During evaluation of In[2]:= LibraryFunction::initerr: A nonzero error code 7 was returned during the initialization of the library /Users/user/Library/Mathematica/Paclets/Repository/CodeParser-1.6/LibraryResources/MacOSX-x86-64/CodeParser.dylib.
During evaluation of In[2]:= LibraryFunction::libload: The function ConcreteParseBytes_Listable_LibraryLink was not loaded from the file /Users/user/Library/Mathematica/Paclets/Repository/CodeParser-1.6/LibraryResources/MacOSX-x86-64/CodeParser.dylib.
Out[2]= $Failed
This means that CodeParser was built with a newer version of Wolfram System than your system supports.

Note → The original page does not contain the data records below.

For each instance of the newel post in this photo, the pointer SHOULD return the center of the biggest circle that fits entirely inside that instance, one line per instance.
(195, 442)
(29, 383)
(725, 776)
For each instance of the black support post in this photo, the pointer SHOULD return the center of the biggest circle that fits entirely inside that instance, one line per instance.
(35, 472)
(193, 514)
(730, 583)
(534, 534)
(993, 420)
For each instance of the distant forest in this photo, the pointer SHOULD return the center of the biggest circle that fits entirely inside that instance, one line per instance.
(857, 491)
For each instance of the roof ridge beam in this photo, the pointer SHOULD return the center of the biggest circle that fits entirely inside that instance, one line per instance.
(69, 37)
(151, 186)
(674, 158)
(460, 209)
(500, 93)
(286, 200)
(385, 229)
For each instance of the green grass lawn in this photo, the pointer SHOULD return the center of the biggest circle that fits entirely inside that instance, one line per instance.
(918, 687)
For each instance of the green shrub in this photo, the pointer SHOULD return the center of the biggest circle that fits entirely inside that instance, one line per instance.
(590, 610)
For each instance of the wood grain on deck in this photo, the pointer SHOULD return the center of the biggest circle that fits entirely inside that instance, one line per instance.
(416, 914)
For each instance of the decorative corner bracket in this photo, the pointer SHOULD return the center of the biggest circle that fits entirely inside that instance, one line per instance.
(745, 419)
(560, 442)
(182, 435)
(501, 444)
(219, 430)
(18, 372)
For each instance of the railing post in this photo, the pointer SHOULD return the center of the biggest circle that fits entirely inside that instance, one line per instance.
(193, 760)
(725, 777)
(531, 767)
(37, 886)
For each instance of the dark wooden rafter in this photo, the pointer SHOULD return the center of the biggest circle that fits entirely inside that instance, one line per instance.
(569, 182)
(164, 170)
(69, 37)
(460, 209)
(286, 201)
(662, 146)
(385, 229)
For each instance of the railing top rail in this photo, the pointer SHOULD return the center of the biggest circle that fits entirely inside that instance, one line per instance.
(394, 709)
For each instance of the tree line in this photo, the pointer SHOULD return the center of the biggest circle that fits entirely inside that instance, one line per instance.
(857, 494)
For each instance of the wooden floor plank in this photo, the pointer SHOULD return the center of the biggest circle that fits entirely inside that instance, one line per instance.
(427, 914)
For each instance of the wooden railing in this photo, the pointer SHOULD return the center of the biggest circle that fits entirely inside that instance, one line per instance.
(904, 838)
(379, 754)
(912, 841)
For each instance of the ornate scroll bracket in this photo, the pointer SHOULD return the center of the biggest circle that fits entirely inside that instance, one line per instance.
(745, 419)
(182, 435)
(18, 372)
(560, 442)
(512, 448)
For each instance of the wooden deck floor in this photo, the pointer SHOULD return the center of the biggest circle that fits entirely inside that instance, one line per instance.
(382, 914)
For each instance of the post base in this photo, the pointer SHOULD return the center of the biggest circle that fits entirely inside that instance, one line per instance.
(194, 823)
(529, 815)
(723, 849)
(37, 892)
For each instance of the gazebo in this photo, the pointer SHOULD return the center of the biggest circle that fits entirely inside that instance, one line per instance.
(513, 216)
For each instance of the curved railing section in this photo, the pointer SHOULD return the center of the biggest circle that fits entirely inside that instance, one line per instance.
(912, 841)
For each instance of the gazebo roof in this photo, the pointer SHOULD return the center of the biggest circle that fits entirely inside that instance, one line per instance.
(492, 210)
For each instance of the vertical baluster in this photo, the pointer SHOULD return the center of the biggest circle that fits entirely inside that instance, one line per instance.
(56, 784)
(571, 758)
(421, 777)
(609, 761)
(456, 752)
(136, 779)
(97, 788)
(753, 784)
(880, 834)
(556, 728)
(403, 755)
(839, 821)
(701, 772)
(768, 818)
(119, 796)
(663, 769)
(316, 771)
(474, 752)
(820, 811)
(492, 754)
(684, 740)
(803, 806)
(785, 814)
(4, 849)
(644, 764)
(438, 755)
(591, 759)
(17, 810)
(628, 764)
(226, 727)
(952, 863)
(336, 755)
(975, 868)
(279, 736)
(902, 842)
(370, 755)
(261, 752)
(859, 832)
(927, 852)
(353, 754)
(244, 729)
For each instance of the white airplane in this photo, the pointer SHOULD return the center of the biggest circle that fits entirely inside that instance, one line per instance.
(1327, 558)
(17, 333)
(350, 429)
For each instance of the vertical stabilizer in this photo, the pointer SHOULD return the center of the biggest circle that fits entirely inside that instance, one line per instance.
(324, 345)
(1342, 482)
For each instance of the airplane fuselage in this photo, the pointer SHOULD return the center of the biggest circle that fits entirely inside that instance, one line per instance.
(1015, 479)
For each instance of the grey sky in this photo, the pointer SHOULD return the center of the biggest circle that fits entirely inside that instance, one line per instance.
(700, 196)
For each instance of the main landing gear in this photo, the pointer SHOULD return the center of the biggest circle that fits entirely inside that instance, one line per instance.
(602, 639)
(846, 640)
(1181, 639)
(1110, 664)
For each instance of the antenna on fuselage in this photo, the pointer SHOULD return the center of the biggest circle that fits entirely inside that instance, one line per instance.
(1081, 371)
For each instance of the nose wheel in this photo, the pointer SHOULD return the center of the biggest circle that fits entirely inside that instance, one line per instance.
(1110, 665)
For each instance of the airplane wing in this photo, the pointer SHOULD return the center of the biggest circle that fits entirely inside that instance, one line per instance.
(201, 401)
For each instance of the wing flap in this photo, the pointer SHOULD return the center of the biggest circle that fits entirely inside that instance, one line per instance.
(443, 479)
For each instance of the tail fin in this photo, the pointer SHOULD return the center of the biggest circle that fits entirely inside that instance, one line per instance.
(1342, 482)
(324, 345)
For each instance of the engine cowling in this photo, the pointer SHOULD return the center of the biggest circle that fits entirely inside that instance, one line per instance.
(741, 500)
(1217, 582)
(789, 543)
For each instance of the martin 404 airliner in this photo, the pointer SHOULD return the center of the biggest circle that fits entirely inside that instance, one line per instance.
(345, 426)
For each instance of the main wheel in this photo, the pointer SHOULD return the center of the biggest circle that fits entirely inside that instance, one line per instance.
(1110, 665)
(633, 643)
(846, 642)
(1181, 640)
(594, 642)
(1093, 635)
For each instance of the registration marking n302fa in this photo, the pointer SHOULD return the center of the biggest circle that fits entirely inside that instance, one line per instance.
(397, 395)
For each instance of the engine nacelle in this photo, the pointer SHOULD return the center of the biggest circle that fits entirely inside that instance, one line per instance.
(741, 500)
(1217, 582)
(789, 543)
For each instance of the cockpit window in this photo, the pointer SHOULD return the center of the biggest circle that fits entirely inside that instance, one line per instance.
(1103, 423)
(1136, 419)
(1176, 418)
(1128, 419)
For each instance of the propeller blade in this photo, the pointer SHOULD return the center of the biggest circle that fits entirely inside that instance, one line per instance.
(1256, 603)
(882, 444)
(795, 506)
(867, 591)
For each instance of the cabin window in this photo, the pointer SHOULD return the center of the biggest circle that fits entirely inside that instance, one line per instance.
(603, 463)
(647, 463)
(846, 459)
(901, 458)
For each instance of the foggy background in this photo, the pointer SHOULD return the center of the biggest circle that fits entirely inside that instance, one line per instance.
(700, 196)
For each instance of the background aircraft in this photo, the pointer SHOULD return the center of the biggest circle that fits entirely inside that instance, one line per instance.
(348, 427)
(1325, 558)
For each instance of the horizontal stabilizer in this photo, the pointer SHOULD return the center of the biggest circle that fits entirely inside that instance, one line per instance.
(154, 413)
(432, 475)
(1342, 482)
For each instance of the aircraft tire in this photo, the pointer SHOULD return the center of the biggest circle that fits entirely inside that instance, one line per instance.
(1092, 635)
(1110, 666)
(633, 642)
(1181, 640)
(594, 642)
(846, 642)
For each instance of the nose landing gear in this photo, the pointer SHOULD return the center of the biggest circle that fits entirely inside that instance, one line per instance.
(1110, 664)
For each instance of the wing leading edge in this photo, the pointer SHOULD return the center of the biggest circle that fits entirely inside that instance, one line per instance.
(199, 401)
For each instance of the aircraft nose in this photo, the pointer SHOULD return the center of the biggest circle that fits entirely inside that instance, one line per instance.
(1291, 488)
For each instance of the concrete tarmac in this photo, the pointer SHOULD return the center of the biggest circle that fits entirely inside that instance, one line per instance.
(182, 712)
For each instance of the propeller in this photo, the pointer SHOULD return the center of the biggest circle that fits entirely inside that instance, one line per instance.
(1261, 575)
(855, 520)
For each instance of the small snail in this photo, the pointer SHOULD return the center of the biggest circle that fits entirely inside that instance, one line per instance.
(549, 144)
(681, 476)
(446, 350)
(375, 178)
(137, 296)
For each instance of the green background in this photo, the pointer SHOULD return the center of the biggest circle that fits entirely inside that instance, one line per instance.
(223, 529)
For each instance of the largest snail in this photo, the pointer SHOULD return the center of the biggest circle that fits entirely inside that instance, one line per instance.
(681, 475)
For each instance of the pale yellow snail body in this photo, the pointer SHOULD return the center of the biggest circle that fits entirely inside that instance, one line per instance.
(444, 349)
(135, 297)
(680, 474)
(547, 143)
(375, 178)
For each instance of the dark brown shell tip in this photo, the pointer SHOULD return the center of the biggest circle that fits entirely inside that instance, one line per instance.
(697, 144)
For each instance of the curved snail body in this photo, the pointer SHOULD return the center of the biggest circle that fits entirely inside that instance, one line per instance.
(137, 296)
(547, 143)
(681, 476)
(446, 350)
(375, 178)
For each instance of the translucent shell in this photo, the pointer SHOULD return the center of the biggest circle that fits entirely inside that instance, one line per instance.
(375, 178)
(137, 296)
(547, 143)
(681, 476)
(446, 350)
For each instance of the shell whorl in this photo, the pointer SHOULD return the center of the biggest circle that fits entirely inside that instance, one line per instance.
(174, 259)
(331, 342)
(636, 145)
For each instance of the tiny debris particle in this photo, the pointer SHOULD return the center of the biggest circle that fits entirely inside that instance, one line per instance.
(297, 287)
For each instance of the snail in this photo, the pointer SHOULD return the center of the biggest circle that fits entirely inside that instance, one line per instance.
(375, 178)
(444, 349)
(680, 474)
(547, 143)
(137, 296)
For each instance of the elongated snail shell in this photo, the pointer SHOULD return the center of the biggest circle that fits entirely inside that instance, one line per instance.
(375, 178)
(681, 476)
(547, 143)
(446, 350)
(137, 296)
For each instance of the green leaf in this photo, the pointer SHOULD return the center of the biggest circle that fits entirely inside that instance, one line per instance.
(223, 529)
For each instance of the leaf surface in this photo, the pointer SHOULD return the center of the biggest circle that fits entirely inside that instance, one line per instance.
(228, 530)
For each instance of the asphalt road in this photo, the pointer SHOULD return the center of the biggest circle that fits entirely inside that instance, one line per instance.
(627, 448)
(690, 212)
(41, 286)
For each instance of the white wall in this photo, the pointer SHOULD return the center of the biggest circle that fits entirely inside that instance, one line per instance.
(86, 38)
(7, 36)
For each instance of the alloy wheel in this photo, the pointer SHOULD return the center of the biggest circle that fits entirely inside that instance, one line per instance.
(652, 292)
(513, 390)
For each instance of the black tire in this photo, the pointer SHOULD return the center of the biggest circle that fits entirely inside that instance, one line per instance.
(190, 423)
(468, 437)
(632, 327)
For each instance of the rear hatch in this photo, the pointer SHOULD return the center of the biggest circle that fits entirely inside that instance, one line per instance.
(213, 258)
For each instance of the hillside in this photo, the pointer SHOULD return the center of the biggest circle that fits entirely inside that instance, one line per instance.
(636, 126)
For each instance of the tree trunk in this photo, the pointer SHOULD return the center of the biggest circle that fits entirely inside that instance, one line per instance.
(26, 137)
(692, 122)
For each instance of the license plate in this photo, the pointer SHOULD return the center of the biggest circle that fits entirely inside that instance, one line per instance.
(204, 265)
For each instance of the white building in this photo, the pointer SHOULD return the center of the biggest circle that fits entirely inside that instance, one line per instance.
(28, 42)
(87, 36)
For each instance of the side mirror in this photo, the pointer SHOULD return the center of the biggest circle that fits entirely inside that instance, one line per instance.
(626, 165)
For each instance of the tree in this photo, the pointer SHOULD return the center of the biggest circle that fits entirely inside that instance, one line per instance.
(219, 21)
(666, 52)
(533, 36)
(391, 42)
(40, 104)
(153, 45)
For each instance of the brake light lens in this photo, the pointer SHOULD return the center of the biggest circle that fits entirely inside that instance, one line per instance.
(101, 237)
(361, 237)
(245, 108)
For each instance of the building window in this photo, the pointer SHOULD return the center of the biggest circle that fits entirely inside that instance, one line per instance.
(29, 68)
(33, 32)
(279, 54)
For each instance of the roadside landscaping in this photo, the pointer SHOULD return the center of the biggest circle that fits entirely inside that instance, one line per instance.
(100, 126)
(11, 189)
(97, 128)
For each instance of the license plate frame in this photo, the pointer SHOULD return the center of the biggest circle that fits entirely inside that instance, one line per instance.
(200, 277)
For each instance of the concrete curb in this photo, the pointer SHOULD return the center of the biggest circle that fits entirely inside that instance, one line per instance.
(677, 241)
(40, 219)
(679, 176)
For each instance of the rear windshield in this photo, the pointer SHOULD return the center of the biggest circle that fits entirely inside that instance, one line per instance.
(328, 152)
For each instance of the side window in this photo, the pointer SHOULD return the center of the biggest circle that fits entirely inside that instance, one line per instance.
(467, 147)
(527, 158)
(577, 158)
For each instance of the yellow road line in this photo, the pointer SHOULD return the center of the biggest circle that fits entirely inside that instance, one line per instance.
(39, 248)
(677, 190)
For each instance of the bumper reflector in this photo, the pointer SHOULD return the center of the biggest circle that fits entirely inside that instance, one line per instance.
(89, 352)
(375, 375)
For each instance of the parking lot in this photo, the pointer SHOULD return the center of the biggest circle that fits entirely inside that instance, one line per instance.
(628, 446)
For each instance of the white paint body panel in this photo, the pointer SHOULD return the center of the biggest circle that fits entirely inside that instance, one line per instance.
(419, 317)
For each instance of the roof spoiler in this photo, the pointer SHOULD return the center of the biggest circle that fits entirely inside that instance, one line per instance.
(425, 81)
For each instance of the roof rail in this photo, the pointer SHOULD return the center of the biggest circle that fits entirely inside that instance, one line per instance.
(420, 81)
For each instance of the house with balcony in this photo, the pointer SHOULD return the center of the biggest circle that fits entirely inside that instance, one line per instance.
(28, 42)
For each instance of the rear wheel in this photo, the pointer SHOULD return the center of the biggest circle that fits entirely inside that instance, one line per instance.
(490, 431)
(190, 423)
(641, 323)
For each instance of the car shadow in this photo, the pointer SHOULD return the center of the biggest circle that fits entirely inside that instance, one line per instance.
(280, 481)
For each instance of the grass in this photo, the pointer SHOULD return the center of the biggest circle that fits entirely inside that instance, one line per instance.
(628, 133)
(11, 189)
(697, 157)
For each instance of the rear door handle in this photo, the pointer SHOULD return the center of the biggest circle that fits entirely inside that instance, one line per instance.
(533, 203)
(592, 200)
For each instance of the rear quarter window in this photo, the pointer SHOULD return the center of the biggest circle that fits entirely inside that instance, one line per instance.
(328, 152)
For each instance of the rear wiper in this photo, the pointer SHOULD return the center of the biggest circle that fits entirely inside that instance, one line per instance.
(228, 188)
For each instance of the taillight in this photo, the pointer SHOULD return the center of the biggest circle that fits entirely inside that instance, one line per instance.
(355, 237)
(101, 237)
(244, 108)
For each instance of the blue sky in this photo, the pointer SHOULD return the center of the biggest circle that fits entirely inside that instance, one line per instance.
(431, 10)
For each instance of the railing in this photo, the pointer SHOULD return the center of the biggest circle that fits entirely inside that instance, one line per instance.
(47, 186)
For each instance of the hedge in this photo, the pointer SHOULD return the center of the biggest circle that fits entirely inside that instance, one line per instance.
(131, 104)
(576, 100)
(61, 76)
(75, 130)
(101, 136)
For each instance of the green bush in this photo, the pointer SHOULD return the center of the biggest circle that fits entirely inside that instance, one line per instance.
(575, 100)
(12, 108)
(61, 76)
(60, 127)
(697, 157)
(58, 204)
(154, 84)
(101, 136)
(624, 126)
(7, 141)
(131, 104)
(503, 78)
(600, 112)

To fix this, build CodeParser from source with the version of Wolfram System that you will use.
Benchmarks
Some of the benchmarks test large data files. Those files are tracked in this repository to ensure that benchmarks are always run against identical input. Git LFS is used to ensure that a basic checkout of this repository remains small, which is important in CI/CD builds.
To run the benchmarks, first ensure that the large benchmark files have been checked out locally using:
$ git lfs pull --exclude="" --include="*"
This will override the default settings in .lfsconfig
.
File Overview
- Tests/files/large/ contains files
managed by
Git LFS
. The files in this directory are used by the benchmarks. These files should never be modified, to ensure that benchmark comparisions between different revisions of this repository can be meaningfully compared.